Dia berdoa dalam hati agar Kyle segera datang, tetapi jalan menuju pergola itu sepi.
"Dia tidak datang." kata Matthias dengan tenang seolah dia telah membaca pikirannya.
"Kyle Etman."
Dia berbicara lagi setelah dia melihat Leyla meragukannya. "Yang kau tunggu."
Matthias menjatuhkan puntung rokoknya yang setengah dihisap ke tanah. Di balik kolom asap tipis yang berangsur- angsur menghilang, dia menemukan wajah Leyla menatapnya sambil menangis.
"Tidak."
Tidak ingin menunjukkan kakinya yang terluka, Leyla bangkit dari tempat duduknya dan mengambil sikap percaya diri di depan Matthias. Kaki telanjangnya tertanam kuat di tanah yang dingin. Dia masih takut padanya, namun, dia tidak mau menjadi bahan tertawaannya lagi.
"Kyle selalu menepati kata-katanya." "Betulkah?"
"Ya."
"Kamu terlihat cukup percaya diri."
"Aku tahu lebih banyak tentang Kyle daripada kamu."
Seringai merayap di bibir Matthias saat dia melihat dia mengumpulkan semua keberaniannya untuk menantangnya.
"Keyakinan bukanlah masalah sembarangan, Leyla."
Seiring dengan kata-katanya yang meluncur, Matthias berjalan selangkah lebih dekat. Bahu Leyla meringkuk ketakutan, tapi dia menolak untuk mundur.
"SAYA.... Aku benar-benar tidak tahu."
"Tentang apa?"
"Kenapa kau sangat membenciku?"
Tidak seperti suaranya yang bergetar, Leyla menatap lurus ke arahnya dengan mata yang sangat jernih.
"Membencimu membuatku merasa baik."
Matthias menjawab dengan tenang, mengangkat salah satu sudut bibirnya.
"Rasanya luar biasa saat melihatmu menangis, dan menyenangkan melihatmu memohon."
"Bagaimana kamu bisa mengatakan itu?" "Aku hanya menjawab pertanyaanmu."
Matthias tampak lesu meskipun ekspresinya, yang berdiri di hadapannya, sudah berada di laut.
Matanya berkaca-kaca karena penghinaannya, tapi Leyla berhasil menahan air matanya agar tidak jatuh.
"Kamu tidak bertindak seperti ini kepada orang lain selain aku."Matthias dengan rela mengangguk, "Benar."
"Lalu kenapa hanya aku. "
"Karena itu kamu." "Apa?"
"Karena itu kamu, Leyla. Karena kamu bukan siapa-siapa." kata Matthias dengan acuh tak acuh. Suaranya yang tenang namun kering membuat Leyla semakin merasa seolah-olah dia adalah orang yang menyedihkan.

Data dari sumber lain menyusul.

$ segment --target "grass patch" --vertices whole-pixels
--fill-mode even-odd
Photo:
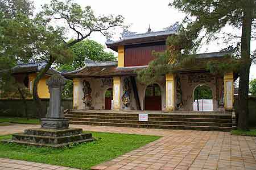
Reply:
[[[111,160],[159,139],[160,136],[92,132],[92,142],[61,149],[0,143],[0,157],[20,159],[89,169],[91,167]],[[0,136],[0,140],[10,135]]]
[[[11,123],[9,122],[3,122],[0,123],[0,126],[10,126],[11,125]]]
[[[20,124],[40,124],[38,119],[20,118],[0,118],[0,123],[20,123]]]
[[[233,135],[256,136],[256,129],[251,129],[250,131],[233,130],[231,131],[231,134]]]

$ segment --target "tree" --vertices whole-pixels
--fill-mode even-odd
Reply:
[[[249,71],[251,61],[255,60],[255,52],[251,53],[250,49],[251,40],[256,38],[255,35],[251,34],[254,32],[252,30],[255,30],[256,27],[255,1],[173,0],[170,6],[186,13],[187,16],[180,26],[179,34],[167,39],[167,44],[170,47],[167,54],[158,55],[150,64],[149,68],[142,71],[142,74],[154,77],[152,74],[160,74],[159,71],[165,73],[172,72],[174,67],[188,64],[192,65],[195,60],[193,55],[202,44],[208,44],[216,40],[222,40],[227,45],[233,42],[233,45],[236,45],[234,50],[237,54],[234,56],[239,60],[230,60],[228,64],[209,63],[208,65],[210,70],[213,68],[218,68],[217,72],[239,69],[238,127],[248,129]],[[236,34],[236,31],[226,33],[225,28],[229,27],[237,28],[241,30],[241,34]],[[220,34],[222,34],[221,37]]]
[[[93,32],[111,36],[110,29],[122,26],[123,18],[112,15],[96,16],[90,6],[82,9],[70,0],[52,0],[49,5],[43,7],[42,11],[32,15],[32,6],[27,6],[30,4],[27,0],[1,1],[0,31],[3,36],[0,36],[0,66],[1,69],[10,71],[19,61],[47,62],[33,84],[33,99],[40,114],[42,109],[38,84],[52,64],[71,62],[73,53],[70,48]],[[24,9],[20,10],[17,7]],[[58,24],[57,20],[62,22]],[[59,26],[63,22],[65,25]],[[68,32],[69,30],[72,32]],[[66,42],[67,32],[68,35],[75,33],[76,38]]]
[[[0,95],[6,97],[19,94],[27,118],[28,106],[25,97],[30,93],[22,83],[15,80],[12,68],[18,62],[27,61],[34,52],[31,45],[35,40],[32,34],[35,28],[29,19],[33,9],[30,1],[0,0]]]
[[[72,71],[81,68],[86,61],[107,61],[116,60],[114,53],[105,52],[105,47],[97,42],[86,39],[79,42],[71,47],[73,57],[72,63],[58,66],[60,71]]]
[[[86,60],[92,61],[106,61],[116,60],[112,52],[105,52],[105,47],[97,42],[86,39],[71,47],[73,57],[71,64],[60,64],[57,69],[61,72],[77,70],[85,65]],[[73,97],[73,82],[68,81],[63,91],[62,97],[68,98]]]
[[[250,81],[250,91],[252,95],[256,96],[256,78]]]
[[[45,26],[45,31],[49,31],[49,33],[55,32],[53,35],[46,34],[43,37],[46,38],[46,40],[53,36],[55,40],[56,39],[55,42],[57,43],[52,44],[52,43],[49,47],[55,48],[55,50],[49,50],[48,52],[46,52],[46,52],[43,53],[43,55],[40,57],[40,59],[47,61],[47,64],[37,74],[33,84],[33,99],[39,108],[42,105],[38,94],[38,84],[52,64],[65,61],[67,53],[64,52],[70,51],[71,47],[85,39],[92,33],[98,32],[104,36],[110,36],[112,34],[109,30],[117,26],[122,26],[123,22],[123,17],[121,15],[96,16],[90,6],[82,9],[79,5],[71,0],[64,2],[52,0],[50,4],[45,5],[43,9],[38,15],[37,26]],[[56,22],[58,20],[65,22],[66,25],[64,27],[51,26],[52,24],[57,25]],[[68,30],[72,31],[70,33],[75,34],[76,38],[66,42],[67,38],[64,35]],[[62,53],[59,53],[60,52]]]

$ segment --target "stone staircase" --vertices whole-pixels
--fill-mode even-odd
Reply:
[[[139,113],[148,113],[148,121],[139,121]],[[210,131],[232,128],[229,112],[72,110],[65,117],[75,125]]]

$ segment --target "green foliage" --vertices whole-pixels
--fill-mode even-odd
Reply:
[[[248,3],[247,3],[248,4]],[[138,73],[139,78],[147,83],[157,80],[159,75],[166,72],[171,72],[176,68],[191,68],[195,63],[195,54],[203,44],[208,44],[214,40],[221,40],[224,43],[232,42],[235,47],[233,52],[240,56],[241,50],[241,35],[225,34],[227,26],[241,28],[241,19],[243,10],[248,7],[248,5],[243,1],[184,1],[172,0],[170,6],[180,11],[187,14],[180,24],[179,33],[169,36],[166,44],[168,51],[162,57],[156,57],[149,64],[149,68]],[[250,9],[255,10],[255,3]],[[252,18],[256,16],[251,16]],[[254,27],[252,29],[254,29]],[[253,38],[253,35],[252,36]],[[205,68],[214,73],[223,73],[230,71],[237,71],[240,69],[240,61],[229,57],[227,63],[209,61],[206,63]],[[159,64],[161,63],[161,65]],[[172,65],[168,66],[168,65]],[[168,69],[166,69],[168,68]]]
[[[0,143],[0,157],[89,170],[93,165],[160,138],[149,135],[95,132],[92,135],[96,138],[92,142],[63,149]],[[11,138],[7,135],[0,136],[0,139]]]
[[[242,135],[256,136],[256,129],[251,129],[249,131],[244,131],[242,130],[233,130],[231,131],[232,135]]]
[[[210,88],[206,85],[200,85],[194,90],[194,100],[200,99],[213,99]]]
[[[71,40],[71,42],[73,40]],[[97,42],[86,39],[70,47],[73,54],[73,61],[71,64],[59,64],[57,69],[61,72],[73,71],[85,66],[86,60],[93,61],[106,61],[115,60],[112,52],[105,52],[105,47]],[[73,97],[73,83],[69,80],[65,85],[62,93],[63,98]]]
[[[253,96],[256,96],[256,78],[250,81],[250,91]]]
[[[106,61],[116,60],[112,52],[105,52],[104,46],[92,40],[82,40],[70,48],[74,55],[72,62],[71,64],[60,64],[58,68],[60,71],[79,69],[85,65],[86,60]]]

"Maafkan saya, Yang Mulia."
Leyla menahan air mata saat dia menatapnya. Dia mulai merindukan kerabatnya, yang telah mengusirnya karena berbagai alasan. Bahkan pamannya yang pecandu alkohol tidak pernah menindasnya seperti ini.
"Aku benar-benar minta maaf, karena 'tidak ada orang' sepertiku yang berani tinggal di tanah milikmu."

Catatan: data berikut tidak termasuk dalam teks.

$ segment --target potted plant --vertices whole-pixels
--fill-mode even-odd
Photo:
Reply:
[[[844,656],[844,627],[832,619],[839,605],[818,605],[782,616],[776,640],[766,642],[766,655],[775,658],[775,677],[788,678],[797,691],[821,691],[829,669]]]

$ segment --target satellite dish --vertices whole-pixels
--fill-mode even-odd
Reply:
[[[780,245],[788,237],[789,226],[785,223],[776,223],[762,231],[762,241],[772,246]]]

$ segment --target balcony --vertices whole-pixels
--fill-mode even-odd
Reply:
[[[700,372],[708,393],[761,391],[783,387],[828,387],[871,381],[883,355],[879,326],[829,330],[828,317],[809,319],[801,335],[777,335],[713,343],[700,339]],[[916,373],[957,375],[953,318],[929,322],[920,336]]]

Sekarang, tidak hanya suaranya tetapi juga tangannya yang terkepal mulai bergetar.
"Jika kamu sangat membenciku, mengapa kamu membiarkan aku tinggal di tanah milikmu sejak awal?" Leyla menuntut untuk mengetahuinya.
"Bukankah itu terlalu kejam jika aku tidak membiarkanmu?" "Kamu memang orang yang tidak berperasaan."

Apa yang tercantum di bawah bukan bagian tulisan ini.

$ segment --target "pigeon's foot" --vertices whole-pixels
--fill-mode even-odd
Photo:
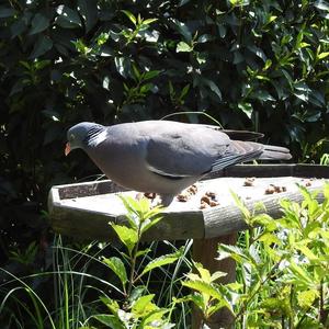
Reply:
[[[193,195],[197,193],[197,186],[195,184],[189,186],[180,194],[177,195],[179,202],[188,202]]]
[[[171,201],[167,200],[167,197],[164,197],[164,203],[163,203],[163,196],[162,195],[159,195],[157,193],[154,193],[154,192],[146,192],[146,193],[137,193],[136,195],[136,200],[140,200],[143,197],[146,197],[150,201],[150,207],[151,208],[155,208],[157,206],[167,206],[167,203],[169,202],[169,204],[171,203],[173,196],[171,197]],[[168,204],[168,205],[169,205]]]

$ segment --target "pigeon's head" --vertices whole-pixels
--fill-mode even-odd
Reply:
[[[67,144],[65,155],[67,156],[72,149],[93,146],[99,143],[101,133],[104,132],[104,126],[91,123],[81,122],[67,132]]]

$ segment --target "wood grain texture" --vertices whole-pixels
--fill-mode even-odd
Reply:
[[[230,177],[275,177],[276,174],[277,177],[282,177],[295,174],[327,178],[329,177],[329,170],[326,166],[242,164],[229,168],[218,175],[223,177],[228,174]],[[224,180],[227,181],[229,179],[226,178]],[[205,181],[206,184],[208,184],[208,182],[211,183],[212,181]],[[229,180],[228,182],[230,183],[231,181]],[[218,182],[218,184],[222,183]],[[239,186],[241,186],[241,183]],[[309,190],[318,190],[318,188],[309,188]],[[124,191],[124,189],[109,180],[54,186],[49,192],[48,200],[53,229],[56,232],[82,239],[115,239],[116,236],[110,227],[109,222],[126,224],[126,219],[124,213],[118,215],[111,214],[112,204],[107,195],[118,191]],[[230,193],[229,190],[225,190],[224,192],[225,195]],[[248,193],[249,192],[251,194],[254,193],[252,189],[248,190]],[[250,211],[253,211],[256,203],[261,202],[264,204],[266,213],[277,218],[281,215],[280,200],[283,197],[296,202],[303,200],[300,193],[294,191],[270,196],[258,196],[257,200],[247,202],[246,206]],[[321,198],[322,195],[319,194],[318,200]],[[234,203],[209,207],[203,211],[197,207],[194,209],[185,207],[183,211],[164,212],[163,219],[154,226],[145,235],[144,239],[185,240],[189,238],[214,238],[230,235],[231,232],[246,228],[247,225],[241,213]]]

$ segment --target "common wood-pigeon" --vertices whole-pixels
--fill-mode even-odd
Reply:
[[[248,140],[260,136],[171,121],[113,126],[82,122],[67,132],[65,154],[81,148],[115,183],[158,193],[162,204],[169,205],[178,193],[211,172],[253,159],[291,159],[284,147]]]

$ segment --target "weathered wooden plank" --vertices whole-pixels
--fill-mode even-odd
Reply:
[[[324,166],[237,166],[220,175],[238,177],[275,177],[275,179],[257,179],[254,186],[243,186],[243,179],[220,178],[200,182],[200,195],[208,188],[217,189],[219,206],[200,209],[200,195],[185,204],[178,203],[163,213],[163,219],[145,236],[146,240],[202,239],[229,235],[247,227],[230,196],[230,190],[246,201],[247,207],[253,209],[254,204],[262,202],[266,212],[277,217],[279,200],[286,197],[297,202],[302,195],[295,182],[305,184],[305,180],[282,178],[282,175],[329,177],[328,167]],[[264,196],[269,183],[287,184],[285,193]],[[310,189],[317,190],[324,181],[310,182]],[[88,239],[112,240],[115,234],[109,222],[125,224],[124,208],[114,192],[123,191],[111,181],[95,181],[79,184],[54,186],[49,192],[49,214],[55,231]],[[128,192],[127,192],[128,193]],[[321,197],[321,196],[319,196]],[[252,200],[248,200],[252,198]],[[118,206],[120,204],[120,206]]]

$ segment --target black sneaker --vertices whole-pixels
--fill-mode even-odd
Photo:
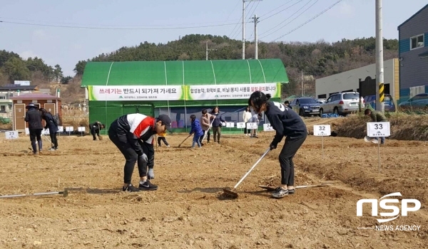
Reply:
[[[288,190],[281,188],[276,189],[275,191],[272,193],[272,198],[280,198],[285,196],[288,196]]]
[[[138,192],[140,189],[132,186],[132,184],[129,184],[127,187],[122,187],[122,191],[126,192]]]
[[[150,182],[150,181],[146,180],[143,184],[140,184],[138,189],[143,191],[157,190],[158,186],[153,185],[151,184],[151,182]]]

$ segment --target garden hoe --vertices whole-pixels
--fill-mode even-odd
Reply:
[[[66,189],[63,191],[59,192],[45,192],[45,193],[34,193],[32,194],[13,194],[9,196],[0,196],[1,198],[14,198],[14,197],[26,197],[26,196],[49,196],[53,194],[62,194],[66,197],[68,195],[68,191]]]
[[[270,148],[268,149],[268,150],[266,151],[266,152],[265,152],[265,154],[263,154],[262,155],[262,157],[257,160],[257,161],[255,162],[255,164],[254,164],[254,165],[253,165],[253,166],[251,167],[251,169],[250,169],[250,170],[248,171],[248,172],[247,172],[244,176],[243,178],[241,178],[241,179],[238,182],[238,184],[236,184],[236,185],[235,185],[235,186],[233,187],[233,189],[232,190],[229,190],[227,189],[223,189],[223,191],[224,191],[224,195],[227,196],[230,196],[230,197],[233,197],[233,198],[238,198],[238,193],[235,192],[236,191],[236,188],[238,188],[238,186],[239,186],[239,184],[240,184],[240,183],[250,174],[250,173],[253,171],[253,169],[254,169],[254,168],[255,168],[255,166],[257,166],[257,164],[258,164],[258,163],[262,161],[262,159],[263,159],[263,157],[265,157],[265,156],[268,154],[268,152],[269,152],[269,151],[270,151]]]
[[[317,184],[317,185],[302,185],[302,186],[295,186],[295,189],[318,188],[318,187],[323,187],[323,186],[329,186],[329,185],[331,185],[331,184]],[[272,187],[270,186],[259,185],[259,187],[260,187],[262,189],[265,189],[268,191],[273,191],[276,189],[275,187]]]
[[[180,147],[181,146],[181,144],[183,144],[183,143],[187,140],[188,138],[190,137],[191,135],[188,135],[188,137],[185,138],[184,140],[183,140],[183,142],[181,142],[181,144],[178,144],[178,148],[180,148]]]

Suaranya terus merintih, tidak peduli seberapa keras dia berusaha untuk menekannya.
"Apakah kamu akan mengusirku sekarang?" dia berhasil bertanya.
"Tidak." Mata Matthias menjadi lebih gelap saat dia memperhatikannya. "Jangan khawatir tentang itu. Anda melakukannya dengan baik di tempat Anda." "Kau bilang aku bukan siapa-siapa."
"Itu gunanya kamu."
Matthias membuka matanya perlahan. Seringai menghina di sudut bibirnya telah terhapus dan wajahnya yang tanpa ekspresi sekarang menjadi sangat dingin dan diam.
"Sudah cukup, ayo kita lanjutkan berburunya."
Matthias mengangkat kepalanya dan menegakkan punggungnya, yang telah bersandar pada pilar mawar- anggur.
"Kyle Etman yang kau tunggu-tunggu tidak akan datang."
Dia mengarahkan tangannya ke jalan kosong di belakang pergola. Leyla tersentak ketakutan ketika jarinya tanpa sadar menyentuh rambutnya yang tergerai melewati bahunya. Dia mundur selangkah, tetapi bangku menghalanginya dan dia tidak bisa melangkah lebih jauh.
"Jadi Leyla..... "
Matthias mengulurkan tangannya. Dia meremas dan membelai lembut rambut pirang Leyla dan menatapnya lebih dalam.
"Menangis."
Matthias memberi perintah tak berperasaan dengan tenang. "Bahkan lebih baik jika kamu memohon."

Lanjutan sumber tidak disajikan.